She also worries about the traffic a facility could add to the Daniel Webster Highway, Merrimack’s main artery.

Max Goddard grew up in Merrimack. He worries the former Anheuser-Busch plant — which the multinational beer company announced would close sometime in early 2026 — would be the chosen site for a detention center. (The Trump administration has not publicly specified where any detention center might be located or publicly confirmed or denied the Post’s reporting.)

“I took prom pictures at the Anheuser-Busch plant,” Goddard said during the protest, “which might be the site of this future concentration camp. And I think it would be a tragedy to take what is formerly an icon of this town, and a thing that everyone goes to, and to turn it into something so sickeningly horrible.”

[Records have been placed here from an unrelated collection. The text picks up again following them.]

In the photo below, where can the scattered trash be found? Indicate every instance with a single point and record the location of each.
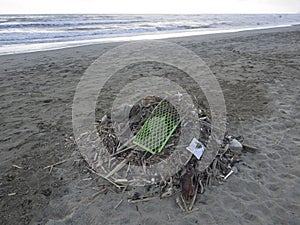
(155, 126)
(197, 148)
(233, 170)
(235, 145)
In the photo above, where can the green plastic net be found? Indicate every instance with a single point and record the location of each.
(158, 128)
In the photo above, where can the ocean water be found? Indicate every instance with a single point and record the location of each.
(27, 33)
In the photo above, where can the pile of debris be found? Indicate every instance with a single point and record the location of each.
(115, 160)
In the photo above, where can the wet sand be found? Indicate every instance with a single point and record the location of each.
(259, 73)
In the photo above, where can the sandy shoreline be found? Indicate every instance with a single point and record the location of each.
(259, 75)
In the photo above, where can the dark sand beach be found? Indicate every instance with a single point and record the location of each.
(259, 73)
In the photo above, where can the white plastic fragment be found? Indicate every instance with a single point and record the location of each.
(235, 145)
(233, 170)
(196, 147)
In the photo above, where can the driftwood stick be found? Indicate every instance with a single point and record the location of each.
(56, 164)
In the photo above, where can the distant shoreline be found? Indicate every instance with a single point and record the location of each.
(169, 36)
(32, 33)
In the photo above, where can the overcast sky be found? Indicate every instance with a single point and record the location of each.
(149, 6)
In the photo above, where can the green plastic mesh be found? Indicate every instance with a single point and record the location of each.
(158, 128)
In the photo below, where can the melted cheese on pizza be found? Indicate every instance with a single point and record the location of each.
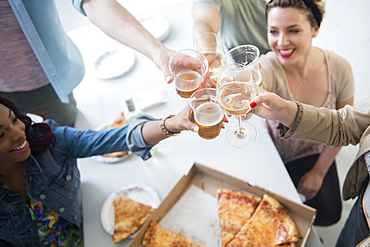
(234, 209)
(270, 225)
(156, 236)
(129, 216)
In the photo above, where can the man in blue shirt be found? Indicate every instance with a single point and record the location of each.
(39, 64)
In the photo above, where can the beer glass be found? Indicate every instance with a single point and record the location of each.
(212, 47)
(247, 55)
(189, 67)
(208, 114)
(235, 91)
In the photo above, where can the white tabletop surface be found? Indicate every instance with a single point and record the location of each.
(99, 101)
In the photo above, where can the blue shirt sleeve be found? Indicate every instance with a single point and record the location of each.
(78, 5)
(86, 143)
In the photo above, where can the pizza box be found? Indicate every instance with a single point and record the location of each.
(209, 180)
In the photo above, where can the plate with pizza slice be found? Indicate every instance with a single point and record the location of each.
(142, 198)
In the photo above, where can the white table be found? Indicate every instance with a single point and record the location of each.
(98, 102)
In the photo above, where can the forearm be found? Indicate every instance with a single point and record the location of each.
(206, 19)
(153, 133)
(121, 25)
(288, 113)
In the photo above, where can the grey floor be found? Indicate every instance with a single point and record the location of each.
(345, 30)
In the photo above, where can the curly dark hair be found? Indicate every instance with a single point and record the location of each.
(39, 135)
(313, 9)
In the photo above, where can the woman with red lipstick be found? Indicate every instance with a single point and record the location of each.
(40, 196)
(297, 71)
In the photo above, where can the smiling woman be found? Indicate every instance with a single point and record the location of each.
(297, 71)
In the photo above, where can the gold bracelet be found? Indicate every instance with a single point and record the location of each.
(164, 128)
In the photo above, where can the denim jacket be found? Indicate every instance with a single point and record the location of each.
(58, 56)
(54, 177)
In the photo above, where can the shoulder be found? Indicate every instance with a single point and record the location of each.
(270, 65)
(206, 3)
(336, 62)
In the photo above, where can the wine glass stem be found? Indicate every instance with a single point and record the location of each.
(240, 132)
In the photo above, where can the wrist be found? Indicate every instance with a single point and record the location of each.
(168, 126)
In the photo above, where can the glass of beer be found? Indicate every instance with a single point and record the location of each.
(247, 55)
(189, 67)
(208, 114)
(235, 91)
(212, 47)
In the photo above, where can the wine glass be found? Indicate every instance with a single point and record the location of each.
(235, 91)
(189, 67)
(247, 55)
(208, 114)
(212, 47)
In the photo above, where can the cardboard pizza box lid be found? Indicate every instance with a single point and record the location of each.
(209, 180)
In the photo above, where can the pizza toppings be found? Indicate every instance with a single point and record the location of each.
(156, 236)
(129, 216)
(270, 225)
(234, 209)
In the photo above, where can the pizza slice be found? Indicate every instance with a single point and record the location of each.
(270, 225)
(156, 236)
(129, 216)
(234, 209)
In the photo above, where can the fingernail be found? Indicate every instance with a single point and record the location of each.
(168, 78)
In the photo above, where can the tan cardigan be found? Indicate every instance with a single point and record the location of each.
(349, 125)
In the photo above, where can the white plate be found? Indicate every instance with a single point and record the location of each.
(109, 160)
(114, 63)
(137, 192)
(156, 25)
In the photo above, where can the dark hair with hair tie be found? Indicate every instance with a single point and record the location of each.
(310, 4)
(39, 136)
(315, 11)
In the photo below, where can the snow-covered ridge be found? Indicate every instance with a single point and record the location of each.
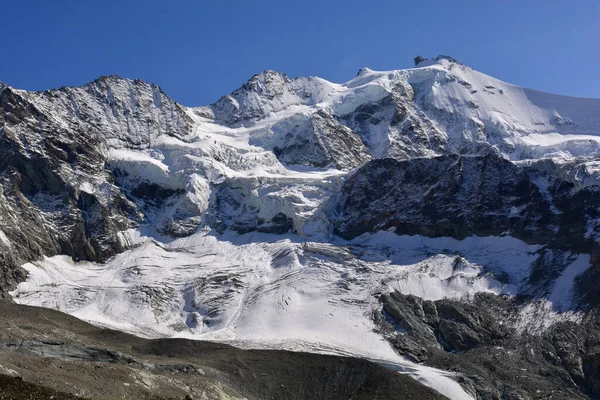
(235, 205)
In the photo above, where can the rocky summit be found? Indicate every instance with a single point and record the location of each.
(434, 231)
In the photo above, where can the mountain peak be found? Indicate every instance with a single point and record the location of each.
(424, 62)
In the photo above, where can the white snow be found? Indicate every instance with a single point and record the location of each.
(305, 292)
(266, 291)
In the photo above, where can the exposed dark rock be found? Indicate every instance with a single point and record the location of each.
(460, 196)
(493, 360)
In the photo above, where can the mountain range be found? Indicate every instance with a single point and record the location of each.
(434, 220)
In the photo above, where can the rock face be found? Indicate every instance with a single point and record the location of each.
(115, 171)
(495, 361)
(461, 196)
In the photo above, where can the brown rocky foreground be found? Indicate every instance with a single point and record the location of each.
(45, 354)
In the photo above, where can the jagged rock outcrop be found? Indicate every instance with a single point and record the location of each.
(496, 362)
(460, 196)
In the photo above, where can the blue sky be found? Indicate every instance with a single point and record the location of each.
(198, 51)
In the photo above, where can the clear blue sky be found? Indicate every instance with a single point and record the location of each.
(199, 50)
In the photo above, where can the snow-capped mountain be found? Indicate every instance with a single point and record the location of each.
(279, 217)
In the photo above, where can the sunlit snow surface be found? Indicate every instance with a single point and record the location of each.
(262, 291)
(310, 291)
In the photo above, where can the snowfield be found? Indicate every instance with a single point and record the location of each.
(262, 291)
(310, 290)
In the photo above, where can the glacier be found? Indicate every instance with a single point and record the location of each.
(237, 206)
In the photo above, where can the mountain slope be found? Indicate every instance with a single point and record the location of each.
(265, 219)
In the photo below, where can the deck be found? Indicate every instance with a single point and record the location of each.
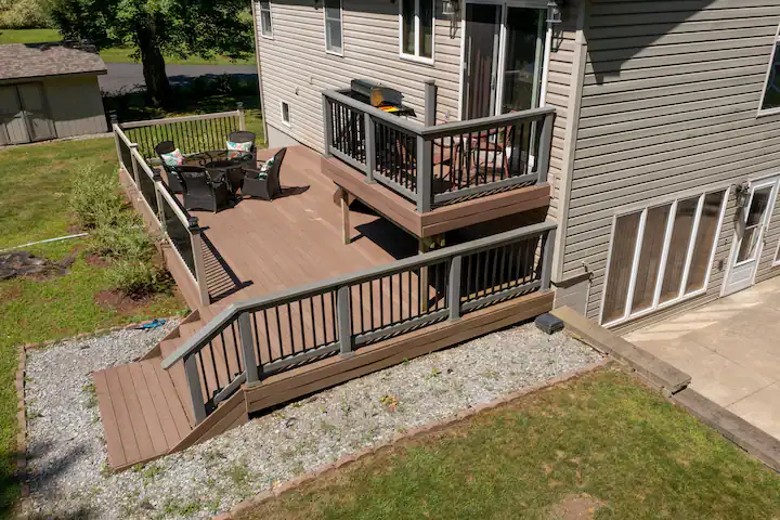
(292, 309)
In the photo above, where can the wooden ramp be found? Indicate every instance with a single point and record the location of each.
(147, 411)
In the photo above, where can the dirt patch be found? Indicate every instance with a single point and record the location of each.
(96, 260)
(121, 302)
(22, 263)
(576, 507)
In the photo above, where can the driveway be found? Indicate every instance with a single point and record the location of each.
(129, 76)
(731, 349)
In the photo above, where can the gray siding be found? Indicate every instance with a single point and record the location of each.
(76, 105)
(669, 103)
(296, 68)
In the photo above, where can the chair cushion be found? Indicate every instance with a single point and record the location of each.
(175, 158)
(238, 149)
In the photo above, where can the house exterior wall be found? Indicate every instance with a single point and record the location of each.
(295, 69)
(75, 105)
(670, 97)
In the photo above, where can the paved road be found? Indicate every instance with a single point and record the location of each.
(128, 76)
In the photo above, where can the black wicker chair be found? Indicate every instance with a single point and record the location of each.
(264, 185)
(173, 181)
(200, 192)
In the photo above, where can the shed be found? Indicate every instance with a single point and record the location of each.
(48, 91)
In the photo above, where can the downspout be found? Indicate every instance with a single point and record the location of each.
(259, 72)
(570, 139)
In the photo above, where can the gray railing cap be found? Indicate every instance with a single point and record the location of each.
(195, 342)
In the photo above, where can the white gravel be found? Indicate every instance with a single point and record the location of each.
(70, 476)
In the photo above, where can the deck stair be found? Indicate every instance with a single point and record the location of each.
(225, 362)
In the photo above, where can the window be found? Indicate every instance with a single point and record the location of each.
(417, 29)
(333, 38)
(266, 29)
(661, 255)
(772, 89)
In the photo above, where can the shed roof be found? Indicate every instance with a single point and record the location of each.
(34, 60)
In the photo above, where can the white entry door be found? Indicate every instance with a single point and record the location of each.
(749, 235)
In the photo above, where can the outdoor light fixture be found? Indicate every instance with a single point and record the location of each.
(554, 11)
(743, 194)
(450, 8)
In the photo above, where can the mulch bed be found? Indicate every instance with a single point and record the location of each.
(22, 263)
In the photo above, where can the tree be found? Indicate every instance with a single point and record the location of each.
(156, 28)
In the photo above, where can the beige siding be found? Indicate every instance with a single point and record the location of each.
(296, 68)
(76, 105)
(670, 98)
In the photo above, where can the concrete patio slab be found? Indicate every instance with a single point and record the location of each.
(731, 349)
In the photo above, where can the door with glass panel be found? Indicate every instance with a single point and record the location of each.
(661, 255)
(748, 238)
(504, 56)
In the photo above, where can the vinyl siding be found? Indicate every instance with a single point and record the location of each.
(296, 68)
(669, 103)
(76, 105)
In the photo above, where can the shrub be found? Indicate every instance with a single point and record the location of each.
(95, 197)
(139, 278)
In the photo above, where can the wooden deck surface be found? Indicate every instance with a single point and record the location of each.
(253, 249)
(295, 239)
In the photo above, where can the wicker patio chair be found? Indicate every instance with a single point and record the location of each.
(200, 191)
(264, 184)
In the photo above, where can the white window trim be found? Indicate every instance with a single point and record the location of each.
(417, 36)
(281, 114)
(341, 32)
(682, 296)
(260, 22)
(775, 110)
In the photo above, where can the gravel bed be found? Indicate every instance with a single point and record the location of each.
(214, 476)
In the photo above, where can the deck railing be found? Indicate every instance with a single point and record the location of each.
(256, 338)
(438, 164)
(179, 228)
(191, 134)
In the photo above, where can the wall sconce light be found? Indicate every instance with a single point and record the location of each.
(554, 12)
(450, 8)
(743, 194)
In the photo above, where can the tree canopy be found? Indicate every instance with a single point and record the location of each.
(156, 28)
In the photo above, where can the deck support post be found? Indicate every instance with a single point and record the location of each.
(344, 319)
(251, 362)
(241, 116)
(453, 295)
(424, 174)
(423, 247)
(197, 256)
(158, 196)
(370, 147)
(346, 234)
(327, 119)
(136, 175)
(547, 254)
(193, 382)
(543, 152)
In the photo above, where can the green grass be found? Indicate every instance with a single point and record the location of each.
(603, 435)
(35, 185)
(113, 55)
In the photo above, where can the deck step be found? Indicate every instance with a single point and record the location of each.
(141, 411)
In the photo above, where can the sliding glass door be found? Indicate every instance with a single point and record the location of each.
(504, 57)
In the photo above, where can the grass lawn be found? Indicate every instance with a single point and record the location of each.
(114, 55)
(35, 184)
(630, 451)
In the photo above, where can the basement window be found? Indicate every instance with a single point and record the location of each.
(266, 28)
(333, 34)
(661, 255)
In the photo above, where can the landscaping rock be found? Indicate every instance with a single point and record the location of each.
(69, 458)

Merrimack Town Hall closed early Thursday in anticipation that more people would show up than it could handle, and Merrimack Police Department officers and Hillsborough County sheriff’s deputies were on scene. Protests against ICE activity in general and the Merrimack plans specifically also took place in Concord and Manchester. Other towns identified in the Post’s reporting, such as Roxbury, New Jersey, and Jefferson, Georgia, also saw resistance and demonstrations.

Erin Walthour, who travelled from Grantham to the Merrimack protest Thursday, said she was horrified reading the federal government’s plans to create a network of detainment centers.

“​​That’s what the Nazis did,” she said.